It's like a condom for large conductors


----------



## kevink1955 (Apr 25, 2012)

Cummins uses copper shiim on their GenSets to terminate multiple output leads on 1 lug of the main breaker. First time I saw it I had to look twice but it makes sense as the stator leads are fine stranded and would not stay in place without it.


----------



## sseivard (Apr 25, 2012)

I would solder it before I used foil. I would think the lug would damage the foil and mess up the strands.


----------



## hardworkingstiff (Jan 22, 2007)

sseivard said:


> I would solder it before I used foil. I would think the lug would damage the foil and mess up the strands.

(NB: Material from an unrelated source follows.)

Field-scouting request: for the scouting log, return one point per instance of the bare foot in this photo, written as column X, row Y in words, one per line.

If that was true, I would think SQ D would not have published their doc.


----------



## Bbsound (Dec 16, 2011)

No I dont think an inspector should blindly pass that, nor do I think there is anything wrong with it. 

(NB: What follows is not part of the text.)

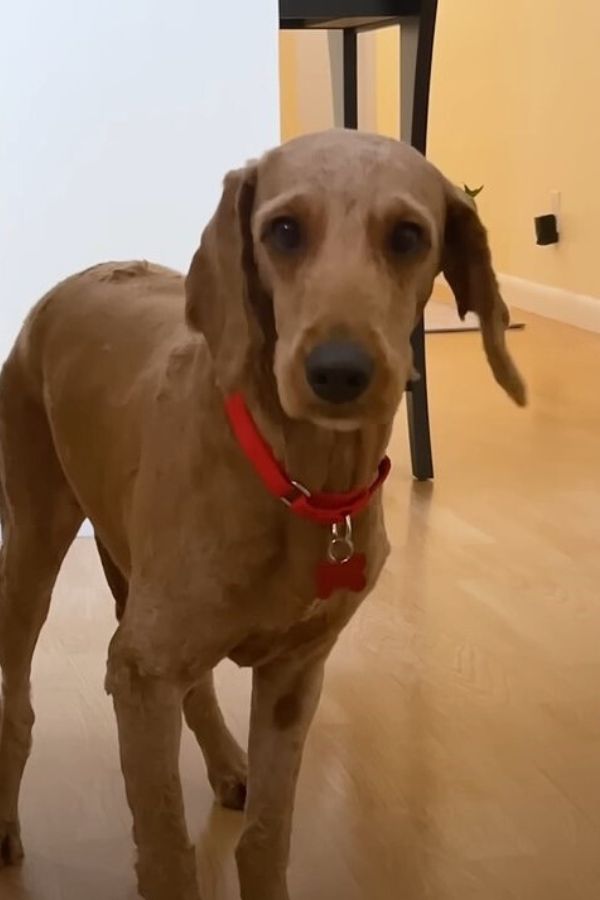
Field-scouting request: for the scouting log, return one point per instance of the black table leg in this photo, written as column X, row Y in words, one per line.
column 350, row 78
column 416, row 37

When we cant use crimp on lugs, we use shoo pins made by greaves. 

They are made spefically for the DLO cable to mechanical lugs terminations.


----------



## sseivard (Apr 25, 2012)

hardworkingstiff said:


> If that was true, I would think SQ D would not have published their doc.



I see what you mean. However in the pic it looks more like a sleeve then the metal stock the op posted. I guess I just have a thinner metal stock in mind.


----------



## Southeast Power (Jan 18, 2009)

Fwiw, I just strip the cable, wrap the very end of the exposed conductors with jap rap, shove it in the lug and hit it with the 18 volt impact. 
Not kosher but have hundreds of them out there and no failures. Yet.


----------



## Jlarson (Jun 28, 2009)

I read that whitepaper as a suggestion to OEM's using flex cable in large amounts on equipment they will be getting a listing on not for field use.


----------



## BBQ (Nov 16, 2010)

sseivard said:


> I would solder it before I used foil. I would think the lug would damage the foil and mess up the strands.

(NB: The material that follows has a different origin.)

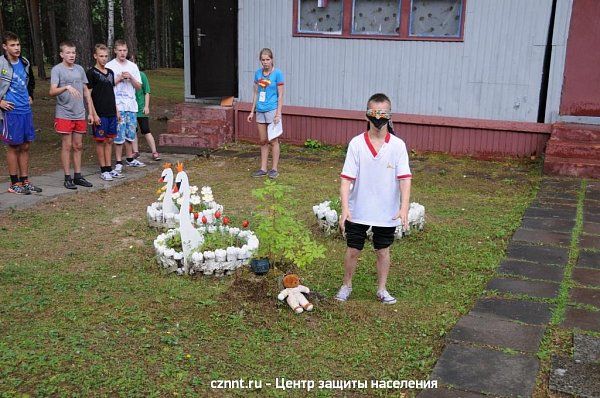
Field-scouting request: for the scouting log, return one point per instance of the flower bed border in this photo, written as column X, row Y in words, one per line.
column 219, row 262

I want to see someone solder or tin 4/0 power cable without burning up the insulation.


----------



## don_resqcapt19 (Jul 18, 2010)

BBQ said:


> I want to see someone solder or tin 4/0 power cable without burning up the insulation.


 An old fashioned "dip pot" should do the job.


----------



## Bulldog (Jan 28, 2009)

I would require a cut sheet on the product, to ensure that is was approved the that use.


----------